You loved her. You will always love her. You could never will her away. But you remember... everything. You remember Nightmare Moon, the dragon that consumed your sister, which you brought the Elements of Harmony forth to slay. You remember the clash inside you, between the cold venom of your fear and the black hatred of blasting the dragon to silence her lying mouth. And there is a brief blazing moment in which you realise that there was no dragon, that there were no Elements of Harmony. There was only her and you.

You did it. You banished her. You banished her because, finally, when you could have saved her, when you could have listened to her, when you could have been thinking about her, you were thinking about yourself. It is in this blazing moment that you finally understand the trap of power, the final cruelty of leadership. Because now yourself is all you will ever have.

And you rage and scream and reach out with your magic to rip the shadow from the moon and bring your sister into your loving embrace. But the Elements of Harmony have a will of their own. To them, you are so much less now than what you were. You have disregarded their lessons. You are like a painter gone blind, a composer gone deaf. You can remember where the power was, but the power you can touch is only a memory. And so with all your fury, it is only stained-glass windows and the floor beneath your hooves that shatter, and the moon dips over the horizon, bringing forth the light of a new day. Exhausted, you lower your head and collapse, tears streaming down your cheeks.

“Please, Lulu,” you say, sobbing between breaths. “Please come back. I’m so sorry. I love you.”

For years – decades – you keep trying. But every day, morning and evening, the cycle repeats itself, and in the end, you cannot touch the shadow. In the end, you don't even want to. In the end, the shadow is all you have left of your sister. Because the shadow understands you, forgives you, gathers you unto itself. And every day, under the warmth of your sun, inside the furnace of your room in your new castle, within your own heart, you burn in your own flame.

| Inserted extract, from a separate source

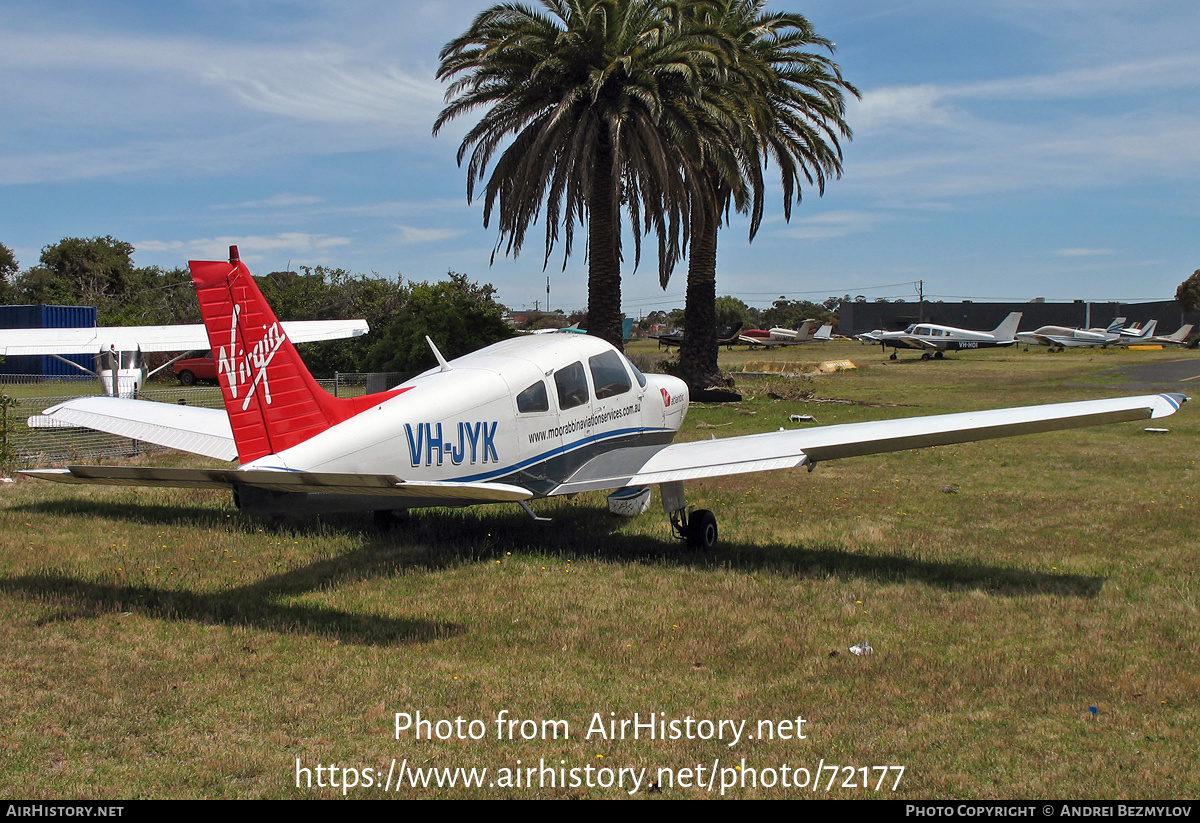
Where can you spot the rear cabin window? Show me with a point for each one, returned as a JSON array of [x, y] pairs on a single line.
[[573, 386], [609, 374], [533, 398]]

This is how it feels to be Princess Celestia forever.

--

Luna emerged from the dream back into the hallway. She was speechless. This is what Celestia had been showing to herself for a thousand years? Celestia had been as lonely as she had been on the moon. She had never told anypony what she really felt, and they couldn’t have felt it anyway through all the masks she wore. What other demons did her sister have in her closet?

Tia may have detected her snooping around, but Luna did not care. The next day, as soon as she got the chance, the two of them would discuss this, not as princesses but as sisters. There would be no more masks between them.

This is how it feels to be Princess Luna right now.